Less than two months after Clear Channel Communications announced it would shed its live entertainment arm, media giant Viacom has jumped on the de-consolidation bandwagon with the news that it will split into two entities.

In a move that effectively undoes the company’s 1999 acquisition of CBS Corp., Viacom’s board approved a plan to break up the company in a tax-free spinoff to be completed in the first quarter of 2006.

One company, led by Viacom co-president Tom Freston, will retain the Viacom name and ownership of MTV, VH1, BET, Nickelodeon, CMT and other cable networks as well as the Paramount movie studio.

Les Moonves, Viacom’s other co-president, will head the second company, which will be known as CBS Corp. and will include the CBS and UPN networks, Infinity Radio, outdoor advertising, and other radio and television properties.

Moonves and Freston will still report to Viacom CEO Sumner Redstone, who will remain chief shareholder and chairman of the board.

The announcement came a day after the company said it would sell its Canadian movie theatre chain.

By operating as two more focused entities, the company hopes to rekindle investors’ interest and revive its waning stock prices. Investors interested in high-growth businesses will be attracted to MTV Networks, while those interested in a more slow but steady rate of return will buy CBS stock, the company said. The bigger-is-better ethos of companies like Viacom and CCC has begun to lose popularity as investors question the value of keeping a variety of often unrelated businesses under one roof.
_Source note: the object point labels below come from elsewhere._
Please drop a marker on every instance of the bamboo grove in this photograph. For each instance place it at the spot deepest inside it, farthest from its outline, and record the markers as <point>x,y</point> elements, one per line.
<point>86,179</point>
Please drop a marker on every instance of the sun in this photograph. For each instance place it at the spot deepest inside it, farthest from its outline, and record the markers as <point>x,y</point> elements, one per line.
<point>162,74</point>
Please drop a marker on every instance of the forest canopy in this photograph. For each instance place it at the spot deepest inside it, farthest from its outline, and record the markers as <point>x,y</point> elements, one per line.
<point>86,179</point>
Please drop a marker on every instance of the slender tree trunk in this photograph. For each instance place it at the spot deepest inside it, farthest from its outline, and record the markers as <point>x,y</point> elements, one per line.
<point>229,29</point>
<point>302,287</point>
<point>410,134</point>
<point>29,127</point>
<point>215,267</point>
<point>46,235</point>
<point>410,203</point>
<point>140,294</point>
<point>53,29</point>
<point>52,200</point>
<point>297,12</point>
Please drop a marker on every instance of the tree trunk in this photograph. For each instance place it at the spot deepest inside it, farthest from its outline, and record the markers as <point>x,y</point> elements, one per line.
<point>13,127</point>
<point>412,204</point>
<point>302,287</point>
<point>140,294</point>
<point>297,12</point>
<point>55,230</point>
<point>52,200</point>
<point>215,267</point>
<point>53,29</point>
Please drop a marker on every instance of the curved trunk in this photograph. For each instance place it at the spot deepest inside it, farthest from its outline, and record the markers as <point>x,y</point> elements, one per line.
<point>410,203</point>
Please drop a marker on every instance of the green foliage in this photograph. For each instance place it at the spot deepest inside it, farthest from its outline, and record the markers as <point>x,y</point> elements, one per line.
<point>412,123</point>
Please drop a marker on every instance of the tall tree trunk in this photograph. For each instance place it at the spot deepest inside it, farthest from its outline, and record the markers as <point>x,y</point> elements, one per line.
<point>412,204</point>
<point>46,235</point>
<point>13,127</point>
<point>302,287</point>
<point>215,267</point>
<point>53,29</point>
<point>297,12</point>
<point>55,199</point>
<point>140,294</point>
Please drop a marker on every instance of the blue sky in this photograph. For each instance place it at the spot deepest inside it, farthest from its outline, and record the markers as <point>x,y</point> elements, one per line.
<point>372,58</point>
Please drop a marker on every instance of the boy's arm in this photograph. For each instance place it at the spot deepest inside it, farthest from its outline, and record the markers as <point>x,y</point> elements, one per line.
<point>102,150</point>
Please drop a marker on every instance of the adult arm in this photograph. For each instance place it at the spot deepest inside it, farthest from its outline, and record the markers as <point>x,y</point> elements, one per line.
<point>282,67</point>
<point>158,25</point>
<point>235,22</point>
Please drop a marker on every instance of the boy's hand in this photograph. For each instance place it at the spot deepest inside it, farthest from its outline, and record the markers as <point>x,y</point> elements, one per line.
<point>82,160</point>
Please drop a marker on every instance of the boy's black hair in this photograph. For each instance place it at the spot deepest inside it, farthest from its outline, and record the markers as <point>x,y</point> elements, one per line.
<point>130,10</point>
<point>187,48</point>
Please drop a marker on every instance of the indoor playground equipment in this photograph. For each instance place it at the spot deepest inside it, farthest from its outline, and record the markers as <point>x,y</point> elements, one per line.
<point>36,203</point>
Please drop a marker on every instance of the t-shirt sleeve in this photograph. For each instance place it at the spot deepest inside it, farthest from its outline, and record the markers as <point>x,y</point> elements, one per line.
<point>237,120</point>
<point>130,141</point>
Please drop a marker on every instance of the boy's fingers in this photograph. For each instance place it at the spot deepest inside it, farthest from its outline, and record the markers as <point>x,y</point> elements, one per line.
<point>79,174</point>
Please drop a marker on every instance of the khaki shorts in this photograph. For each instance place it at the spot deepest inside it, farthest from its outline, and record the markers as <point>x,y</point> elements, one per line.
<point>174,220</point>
In an interview with the Los Angeles Times, Redstone said his company is simply adapting to a new business atmosphere.

“These businesses are different,” he told the paper. “We’ve realized as much of the synergies as we’re going to.”

The 2000 merger with CBS was “a good deal,” Redstone said, “but the world has changed … . The world of the conglomerate has passed.”

He told the paper he expects MTV Networks to continue to grow aggressively with expansion overseas, particularly in China, and said CBS’ outdoor advertising business could potentially grow by “20 percent a year.”